Tuesday was a particular highlight this week because I was able to spend the full day on Auckland’s North Shore at Devonport Naval Base, the home of the Royal New Zealand Navy. I toured the facilities, visited the worldclass Sea Safety Training Squadron, and watched the impressive bridge simulators in action. I was also lucky to see HMNZS Canterbury return to port from its month-long Pacific Partnership deployment.

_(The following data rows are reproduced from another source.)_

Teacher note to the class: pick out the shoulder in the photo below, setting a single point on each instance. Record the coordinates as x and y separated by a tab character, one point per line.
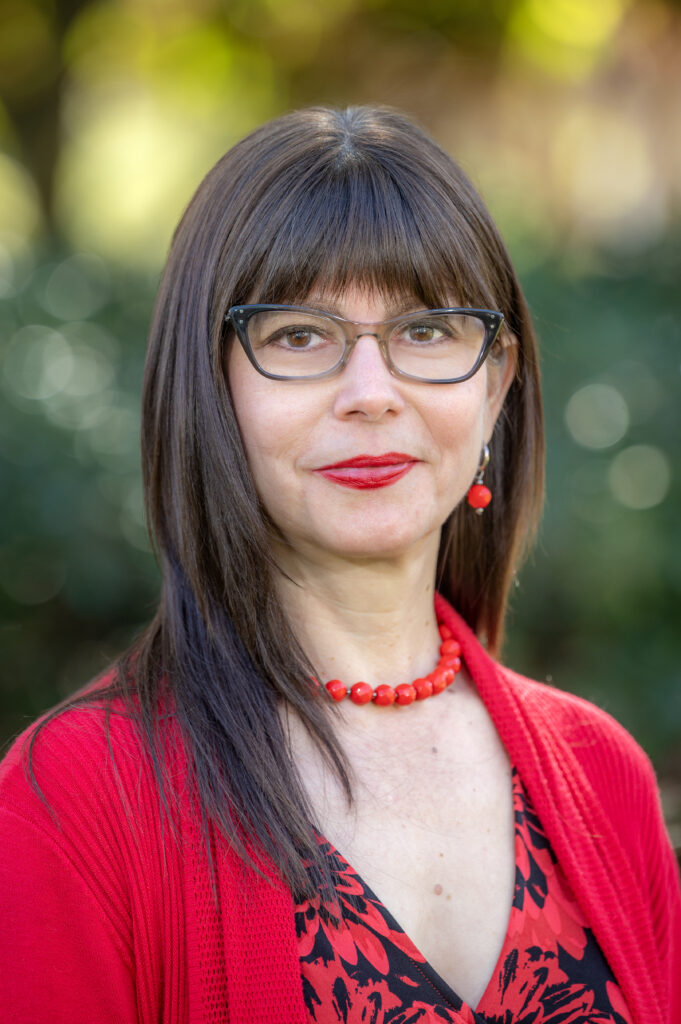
606	751
76	766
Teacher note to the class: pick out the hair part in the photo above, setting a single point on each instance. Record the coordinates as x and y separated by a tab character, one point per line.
316	200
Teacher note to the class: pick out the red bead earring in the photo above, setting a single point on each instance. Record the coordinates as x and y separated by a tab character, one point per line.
478	496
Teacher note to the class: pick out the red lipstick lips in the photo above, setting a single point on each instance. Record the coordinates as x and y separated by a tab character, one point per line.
367	472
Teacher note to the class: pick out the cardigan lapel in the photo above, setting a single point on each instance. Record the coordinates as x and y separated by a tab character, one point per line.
581	832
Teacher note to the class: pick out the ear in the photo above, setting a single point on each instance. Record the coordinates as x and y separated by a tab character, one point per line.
501	366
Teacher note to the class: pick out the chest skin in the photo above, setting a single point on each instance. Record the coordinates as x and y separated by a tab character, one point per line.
431	826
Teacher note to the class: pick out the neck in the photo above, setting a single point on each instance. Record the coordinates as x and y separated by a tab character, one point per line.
364	620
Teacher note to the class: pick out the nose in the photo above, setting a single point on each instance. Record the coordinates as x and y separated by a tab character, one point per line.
366	387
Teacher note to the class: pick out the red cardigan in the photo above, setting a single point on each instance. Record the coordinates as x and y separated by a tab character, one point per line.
97	925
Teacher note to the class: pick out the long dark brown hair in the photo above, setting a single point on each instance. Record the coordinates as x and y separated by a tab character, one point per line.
326	199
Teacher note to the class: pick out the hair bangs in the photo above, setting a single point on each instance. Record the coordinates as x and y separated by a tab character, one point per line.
357	225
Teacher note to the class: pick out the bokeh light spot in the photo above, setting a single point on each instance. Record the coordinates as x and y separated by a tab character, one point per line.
597	416
77	288
39	363
640	476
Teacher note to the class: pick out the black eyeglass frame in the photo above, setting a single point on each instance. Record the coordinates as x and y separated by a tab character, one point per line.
240	315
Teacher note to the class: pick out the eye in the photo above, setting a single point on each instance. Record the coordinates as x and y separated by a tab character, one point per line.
298	337
421	332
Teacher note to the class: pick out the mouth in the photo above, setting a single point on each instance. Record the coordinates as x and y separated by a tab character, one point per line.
366	472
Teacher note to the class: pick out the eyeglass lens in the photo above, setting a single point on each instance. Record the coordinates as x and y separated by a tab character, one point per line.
433	346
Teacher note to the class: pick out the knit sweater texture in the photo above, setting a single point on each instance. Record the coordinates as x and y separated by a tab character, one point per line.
104	918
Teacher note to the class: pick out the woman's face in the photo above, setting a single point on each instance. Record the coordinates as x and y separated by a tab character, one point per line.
294	431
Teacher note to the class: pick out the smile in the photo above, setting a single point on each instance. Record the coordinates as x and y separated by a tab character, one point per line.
367	472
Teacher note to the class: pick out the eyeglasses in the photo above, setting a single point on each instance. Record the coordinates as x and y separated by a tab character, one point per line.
439	346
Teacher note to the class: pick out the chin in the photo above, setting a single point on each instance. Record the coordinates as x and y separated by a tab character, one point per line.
384	541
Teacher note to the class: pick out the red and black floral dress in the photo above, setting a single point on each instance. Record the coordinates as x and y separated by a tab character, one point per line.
550	970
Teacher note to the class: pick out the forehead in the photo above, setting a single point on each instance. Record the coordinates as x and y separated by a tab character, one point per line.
363	304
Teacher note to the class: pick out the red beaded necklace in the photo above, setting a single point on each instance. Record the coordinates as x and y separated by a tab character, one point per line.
384	695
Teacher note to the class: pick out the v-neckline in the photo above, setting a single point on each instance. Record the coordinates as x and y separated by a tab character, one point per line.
441	987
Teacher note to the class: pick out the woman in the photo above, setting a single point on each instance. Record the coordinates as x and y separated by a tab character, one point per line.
308	793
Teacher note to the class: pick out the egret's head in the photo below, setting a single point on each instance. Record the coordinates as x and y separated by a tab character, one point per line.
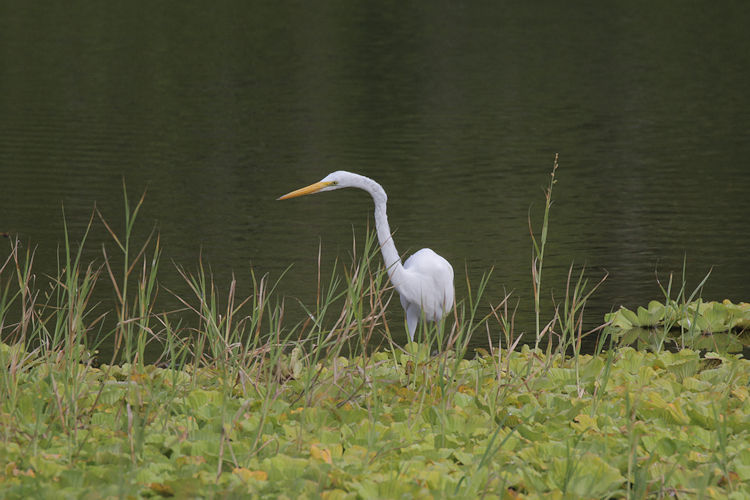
335	180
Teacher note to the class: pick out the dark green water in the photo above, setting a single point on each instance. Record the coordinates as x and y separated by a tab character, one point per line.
457	110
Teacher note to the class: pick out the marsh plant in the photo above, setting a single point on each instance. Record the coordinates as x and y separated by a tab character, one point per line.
223	395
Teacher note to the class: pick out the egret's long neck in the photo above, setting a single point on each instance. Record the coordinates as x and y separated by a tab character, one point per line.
387	246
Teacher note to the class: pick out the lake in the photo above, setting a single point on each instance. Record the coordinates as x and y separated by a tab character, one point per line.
456	109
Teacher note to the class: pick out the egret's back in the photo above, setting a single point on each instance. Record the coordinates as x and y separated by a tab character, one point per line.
429	284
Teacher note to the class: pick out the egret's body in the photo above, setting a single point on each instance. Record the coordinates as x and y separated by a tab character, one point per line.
424	282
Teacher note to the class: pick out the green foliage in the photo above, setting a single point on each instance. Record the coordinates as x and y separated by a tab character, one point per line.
143	435
721	326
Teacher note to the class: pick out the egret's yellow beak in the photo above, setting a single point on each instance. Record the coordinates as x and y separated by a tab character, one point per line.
312	188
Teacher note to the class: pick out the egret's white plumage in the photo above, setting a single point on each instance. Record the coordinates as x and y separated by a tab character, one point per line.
425	281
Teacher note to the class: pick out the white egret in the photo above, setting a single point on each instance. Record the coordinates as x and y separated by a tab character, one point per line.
424	282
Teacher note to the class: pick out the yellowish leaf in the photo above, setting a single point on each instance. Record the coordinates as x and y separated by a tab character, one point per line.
247	474
322	454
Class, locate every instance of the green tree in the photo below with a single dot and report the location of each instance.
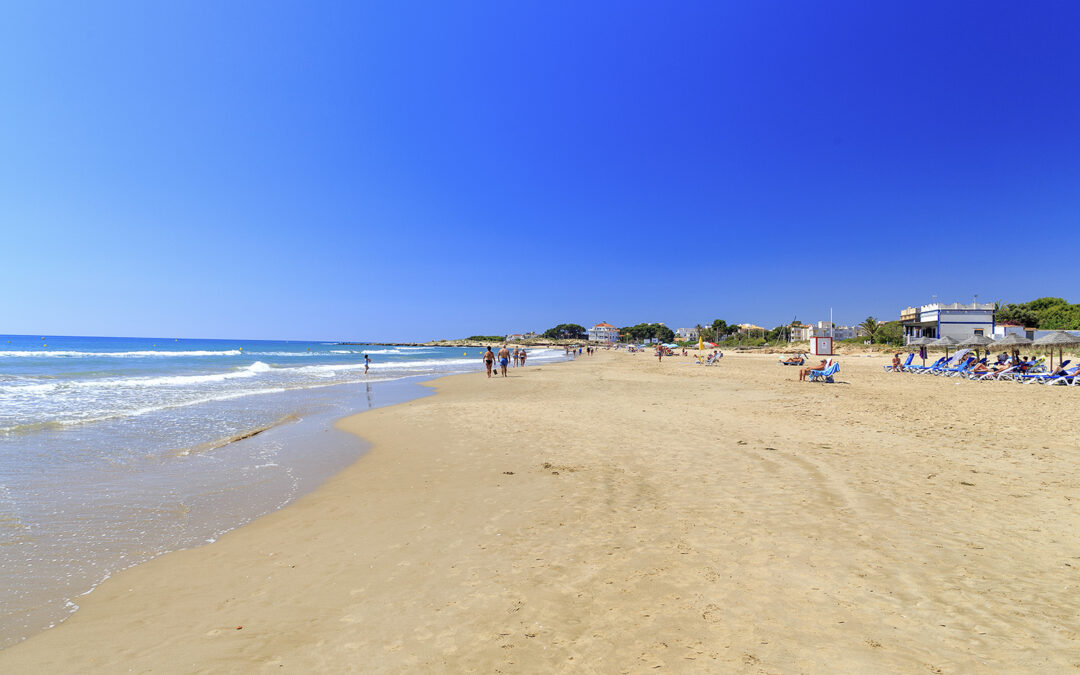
(566, 332)
(1060, 318)
(1017, 313)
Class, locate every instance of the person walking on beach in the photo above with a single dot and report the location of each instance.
(503, 360)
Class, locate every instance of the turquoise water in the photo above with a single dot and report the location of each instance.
(115, 450)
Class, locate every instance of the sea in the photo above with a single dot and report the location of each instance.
(117, 450)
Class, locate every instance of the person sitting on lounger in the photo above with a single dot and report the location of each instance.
(806, 372)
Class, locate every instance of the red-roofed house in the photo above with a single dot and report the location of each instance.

Pacific Partnership is an annual humanitarian mission led by the US Navy’s Pacific Fleet. Inspired in part by the Indian Ocean tsunami of 2004, Pacific Partnership is intended to ensure that the United States and other nations are better coordinated to respond to future disasters in the Pacific region.
At stops along its route, Pacific Partnership trains local forces in disaster relief, works with local and international relief organizations on emergency response plans, and provides medical care and construction aid to local communities. The past five missions have served 300,000 patients in 13 countries and participated in 130 engineering projects.
This year Pacific Partnership will make stops in Tonga, Vanuatu, Papua New Guinea, Timor Leste, and the Federated States of Micronesia. USS Cleveland will be joined along the way by ships from Australia and Japan, a helicopter crew from France, and specialized teams from Canada, Singapore, and Spain.
Also joining Pacific Partnership, for the first time, was a Royal New Zealand Navy ship, HMNZS Canterbury. Canterbury met Cleveland in Tonga and participated in humanitarian aid and disaster relief activities in Tonga and Vanuatu, working alongside American, Australian, French, Tongan, and ni-Vanuatu partners.
In another first, my friend US Commodore Jesse Wilson transferred his command from Cleveland to Canterbury, and led the Vanuatu portion of Pacific Partnership from onboard Canterbury. Certain other personnel and sailors also traded places between the two ships and carried out a number of humanitarian interoperability exercises.
The reports that I’ve gotten from my Kiwi and American friends have been unanimous in praising the warmth, ease, and impact of the collaboration. And I know that a lot of value was added in Tonga and Vanuatu because of how well we worked together during the mission.
The Wellington Declaration signed by Minister McCully and Secretary Clinton last November committed our two countries to a variety of shared goals, including accelerating practical cooperation in the Pacific region. Pacific Partnership 2011 is one of the significant, tangible steps already being taken to bring the Wellington Declaration commitments fully to life. With many more to come.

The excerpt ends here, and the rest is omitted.